Society of Rheology
- Formation: 1929
- Type: Professional association
- Location: USA;
- Members: 1700
- Official language: English
- President: Michael Graham
- Website: www.rheology.org

= Society of Rheology =

American professional organization

The Society of Rheology is an American professional society formed in December, 1929 to represent scientists and technologists working in the field of rheology, the science of the deformation and flow of matter.

Current membership is of the order of 1700 and meetings are held at least annually to discuss topics of common interest. The Society publishes scientific and technical papers in the field of rheology in its own Journal of Rheology and presents a number of annual awards to acknowledge and encourage successful research.

The society was one of the founding members of the American Institute of Physics and is also a member of the International Committee on Rheology, which organizes an international congress on the subject every four years.

==Publications==
The Journal of Rheology is published every two months for the society by the American Institute of Physics and includes papers on the subject of rheology.

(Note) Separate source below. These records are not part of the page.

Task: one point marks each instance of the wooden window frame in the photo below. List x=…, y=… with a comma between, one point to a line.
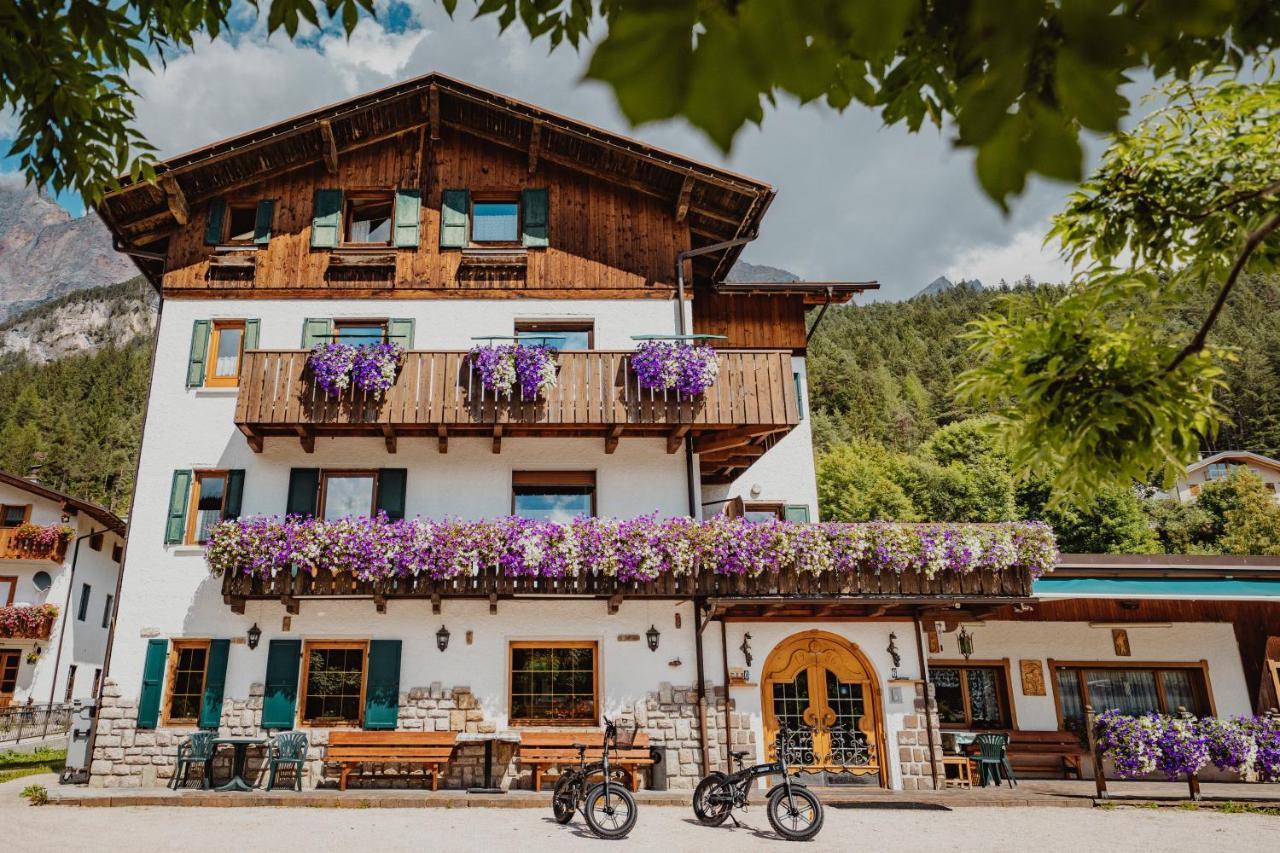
x=176, y=647
x=355, y=196
x=1005, y=694
x=595, y=682
x=556, y=478
x=1196, y=666
x=215, y=332
x=552, y=327
x=307, y=647
x=325, y=474
x=496, y=197
x=192, y=507
x=26, y=514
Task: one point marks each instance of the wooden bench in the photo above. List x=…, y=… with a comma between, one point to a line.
x=352, y=749
x=1045, y=752
x=545, y=749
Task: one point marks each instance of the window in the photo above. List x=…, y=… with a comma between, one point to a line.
x=1132, y=690
x=369, y=218
x=227, y=352
x=208, y=500
x=241, y=222
x=333, y=684
x=360, y=332
x=494, y=220
x=344, y=493
x=13, y=516
x=83, y=609
x=972, y=697
x=553, y=683
x=557, y=333
x=552, y=496
x=187, y=664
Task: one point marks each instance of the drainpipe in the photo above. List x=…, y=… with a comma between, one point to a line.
x=924, y=682
x=681, y=328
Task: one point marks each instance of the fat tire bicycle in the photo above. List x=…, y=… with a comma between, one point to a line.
x=607, y=806
x=794, y=811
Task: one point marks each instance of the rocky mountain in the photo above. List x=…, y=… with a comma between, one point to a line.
x=46, y=252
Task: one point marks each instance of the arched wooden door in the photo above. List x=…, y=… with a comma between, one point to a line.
x=826, y=693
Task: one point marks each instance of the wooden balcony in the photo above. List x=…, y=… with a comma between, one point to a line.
x=832, y=594
x=16, y=548
x=752, y=404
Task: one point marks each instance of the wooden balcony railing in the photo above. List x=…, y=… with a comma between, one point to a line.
x=12, y=547
x=439, y=395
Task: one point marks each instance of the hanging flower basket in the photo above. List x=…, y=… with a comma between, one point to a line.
x=506, y=366
x=673, y=365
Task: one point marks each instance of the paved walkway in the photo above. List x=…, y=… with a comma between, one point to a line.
x=661, y=829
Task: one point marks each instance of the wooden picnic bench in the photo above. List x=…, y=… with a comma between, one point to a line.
x=545, y=749
x=355, y=749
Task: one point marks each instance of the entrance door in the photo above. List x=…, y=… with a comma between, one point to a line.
x=824, y=692
x=8, y=674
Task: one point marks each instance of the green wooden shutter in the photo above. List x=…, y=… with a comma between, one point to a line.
x=251, y=329
x=304, y=491
x=234, y=493
x=533, y=215
x=391, y=492
x=280, y=693
x=179, y=493
x=796, y=512
x=214, y=222
x=455, y=218
x=263, y=222
x=401, y=331
x=382, y=685
x=152, y=683
x=316, y=331
x=408, y=204
x=200, y=332
x=215, y=678
x=327, y=219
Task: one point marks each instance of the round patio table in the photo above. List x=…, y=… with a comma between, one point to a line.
x=241, y=747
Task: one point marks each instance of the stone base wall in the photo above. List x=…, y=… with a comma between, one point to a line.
x=127, y=757
x=913, y=743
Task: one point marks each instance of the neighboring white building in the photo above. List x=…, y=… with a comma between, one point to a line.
x=1219, y=466
x=59, y=565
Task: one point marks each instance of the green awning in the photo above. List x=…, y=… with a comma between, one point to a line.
x=1219, y=588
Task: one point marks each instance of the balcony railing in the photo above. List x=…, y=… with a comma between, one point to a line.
x=439, y=395
x=14, y=547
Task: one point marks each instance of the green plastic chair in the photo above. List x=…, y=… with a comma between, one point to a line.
x=288, y=748
x=196, y=749
x=993, y=757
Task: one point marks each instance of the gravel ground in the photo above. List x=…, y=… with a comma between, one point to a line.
x=498, y=830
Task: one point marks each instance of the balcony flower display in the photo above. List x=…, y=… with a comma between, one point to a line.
x=371, y=368
x=675, y=365
x=27, y=623
x=632, y=550
x=506, y=366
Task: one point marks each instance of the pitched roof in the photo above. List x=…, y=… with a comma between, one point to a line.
x=718, y=204
x=95, y=511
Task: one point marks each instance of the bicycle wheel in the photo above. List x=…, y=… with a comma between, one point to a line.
x=611, y=815
x=565, y=797
x=712, y=813
x=796, y=817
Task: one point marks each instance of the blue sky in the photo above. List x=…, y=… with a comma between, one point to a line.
x=855, y=200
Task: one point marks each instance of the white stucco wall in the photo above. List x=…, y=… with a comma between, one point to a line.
x=83, y=643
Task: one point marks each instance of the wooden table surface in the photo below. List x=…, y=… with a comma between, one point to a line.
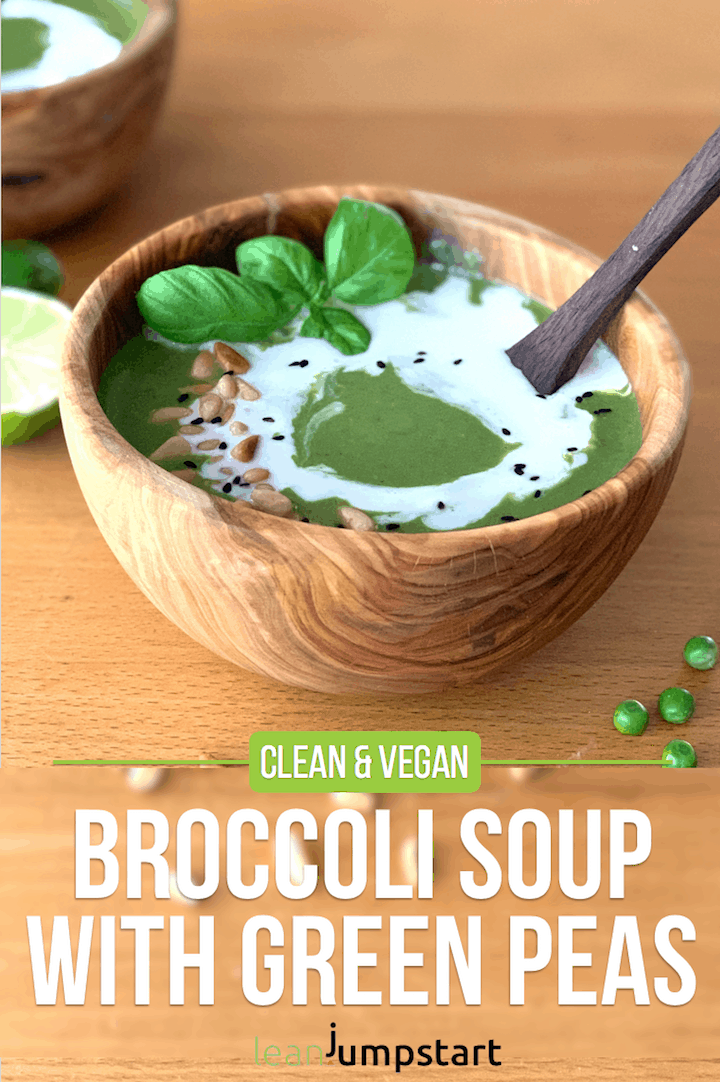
x=267, y=96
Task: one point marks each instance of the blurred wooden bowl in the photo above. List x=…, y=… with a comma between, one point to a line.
x=68, y=147
x=337, y=610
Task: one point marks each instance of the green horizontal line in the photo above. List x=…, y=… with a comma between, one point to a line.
x=573, y=762
x=245, y=762
x=151, y=762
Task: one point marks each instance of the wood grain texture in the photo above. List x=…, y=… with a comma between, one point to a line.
x=342, y=610
x=238, y=1070
x=551, y=354
x=80, y=137
x=681, y=875
x=91, y=668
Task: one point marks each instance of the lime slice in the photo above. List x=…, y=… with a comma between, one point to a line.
x=27, y=264
x=34, y=329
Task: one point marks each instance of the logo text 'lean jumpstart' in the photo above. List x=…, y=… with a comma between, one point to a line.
x=378, y=1055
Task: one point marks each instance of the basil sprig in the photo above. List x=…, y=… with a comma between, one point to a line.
x=368, y=260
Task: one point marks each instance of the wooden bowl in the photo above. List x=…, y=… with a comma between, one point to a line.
x=67, y=147
x=337, y=610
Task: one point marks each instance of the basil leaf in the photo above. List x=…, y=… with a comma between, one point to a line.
x=368, y=253
x=194, y=304
x=340, y=328
x=283, y=264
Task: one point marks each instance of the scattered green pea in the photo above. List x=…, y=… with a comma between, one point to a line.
x=676, y=704
x=679, y=753
x=701, y=651
x=630, y=716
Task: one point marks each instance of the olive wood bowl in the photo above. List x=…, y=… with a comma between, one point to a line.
x=338, y=610
x=67, y=147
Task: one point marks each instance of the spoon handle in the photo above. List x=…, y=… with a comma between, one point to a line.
x=551, y=354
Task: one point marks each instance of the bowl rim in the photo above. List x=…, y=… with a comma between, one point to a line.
x=78, y=392
x=160, y=21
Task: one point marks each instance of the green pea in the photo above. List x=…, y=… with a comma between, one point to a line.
x=701, y=651
x=676, y=704
x=630, y=716
x=679, y=753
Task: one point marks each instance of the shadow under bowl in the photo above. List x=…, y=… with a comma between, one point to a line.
x=67, y=147
x=343, y=611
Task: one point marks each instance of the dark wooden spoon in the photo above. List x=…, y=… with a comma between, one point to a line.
x=551, y=354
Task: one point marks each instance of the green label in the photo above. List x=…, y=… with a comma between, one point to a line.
x=365, y=762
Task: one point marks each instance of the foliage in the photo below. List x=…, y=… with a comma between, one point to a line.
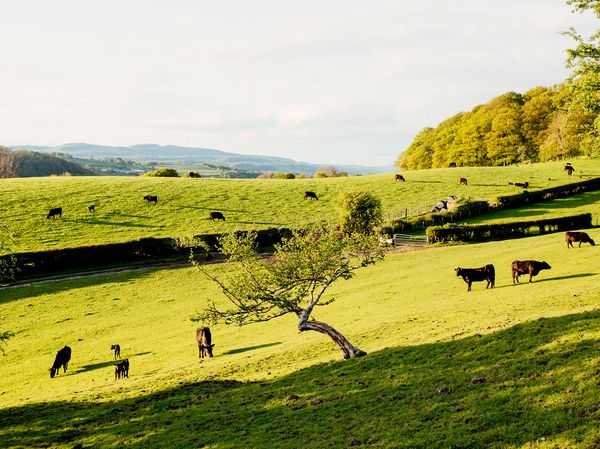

It was initially established in 1957 as an annual publication entitled the Transactions of The Society of Rheology.

The Rheology Bulletin is published twice a year as a news bulletin.

==Awards==
The Bingham Medal is awarded annually to an individual who has made an outstanding contribution to the science of rheology.

The Arthur B. Metzner Early Career Award is awarded, at most annually, to a young person who has distinguished him/herself in rheological research, rheological practice, or service to rheology.

The Distinguished Service Award is awarded infrequently, at the discretion of the Executive Committee, to recognize exceptional service to the Society.